While some of that can certainly be attributed to the lower cost of a Netflix subscription ($7.99 a month) and the high cost of cable television (my average bill, for example, surpasses $190 each month), much of the trend translates to the easy access and availability so many of us have to mobile devices. You can watch movies and television shows on your desktop computer, your laptop, your tablet, your iPad, your mobile phone, even your Xbox or Wii. Who needs to be chained to a television any longer?

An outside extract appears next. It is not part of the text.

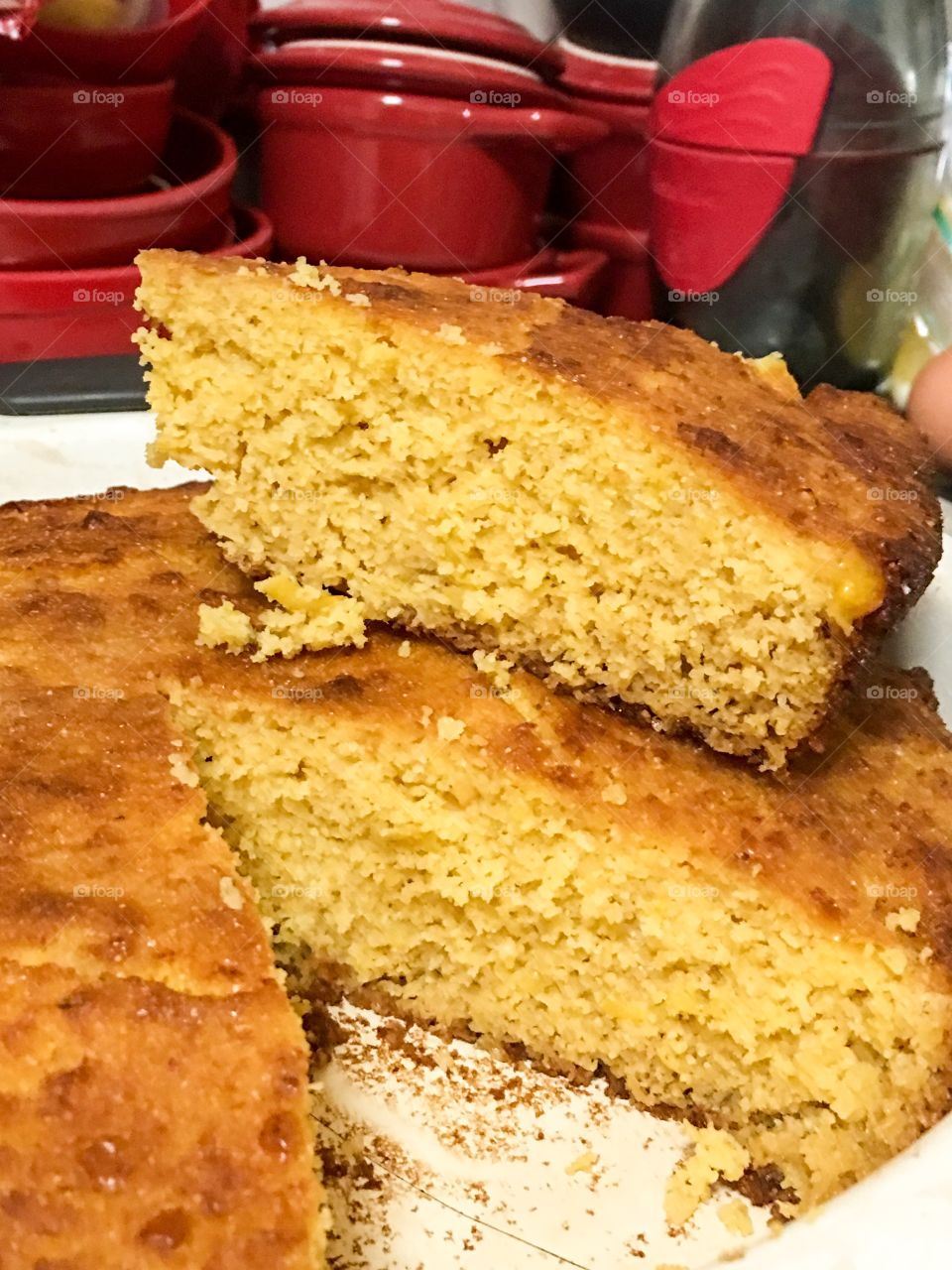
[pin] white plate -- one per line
(475, 1167)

There are also some television shows (such as the popular House of Cards, starring Kevin Spacey and Robin Wright) that were created specifically for and are available only on Netflix. And the wildly popular cult hit Arrested Development – which originally aired on the Fox network from 2003 to 2006 – is being revived on Netflix with 15 new episodes to be released exclusively to its subscribers on May 26th. Having access to content you can’t get anywhere else is helping drive more and more people to these alternative viewing sources.
And not to state the obvious but in an economy that is still slowly recovering, if you have a choice of paying $7.99 a month for Netflix or a significant amount higher for cable, what choice do you think people will make?
One of the issues with cable companies is that they now tend to bundle all of their services to give you what they claim is a lower price. My real-world example is that if I use my cable provider’s triple play package – internet, landline phone and cable television – it will cost me $179 a month and give me a free digital video recording device (DVR). But when I called my provider and told them that not only do I not use my landline phone any more, I didn’t watch many of the movie channels they offered, I learned that by unbundling, I would save exactly $9 on my bill. So the lesson to be learned is that the fewer services you have with a cable company, the more each service will cost you.
Of course, you should always try to negotiate with your cable provider to get a lower rate on whatever service you get from them. All it takes is a phone call, a reminder that you’ve been a valuable and loyal customer and a hint that their service is getting too expensive for you to continue to afford it. That will usually get you a lower rate for a specified time period. (I was able to get my cable provider to reduce my bill by $45 for the next 12 months when I tried this trick recently, and did the same for my Mom’s cable bill as well.)
In the meantime, I’m going to look into becoming part of the new trend. I’m certain I can save money and get more (and maybe better) content to watch whenever I want, wherever I am. Maybe you should look into it too.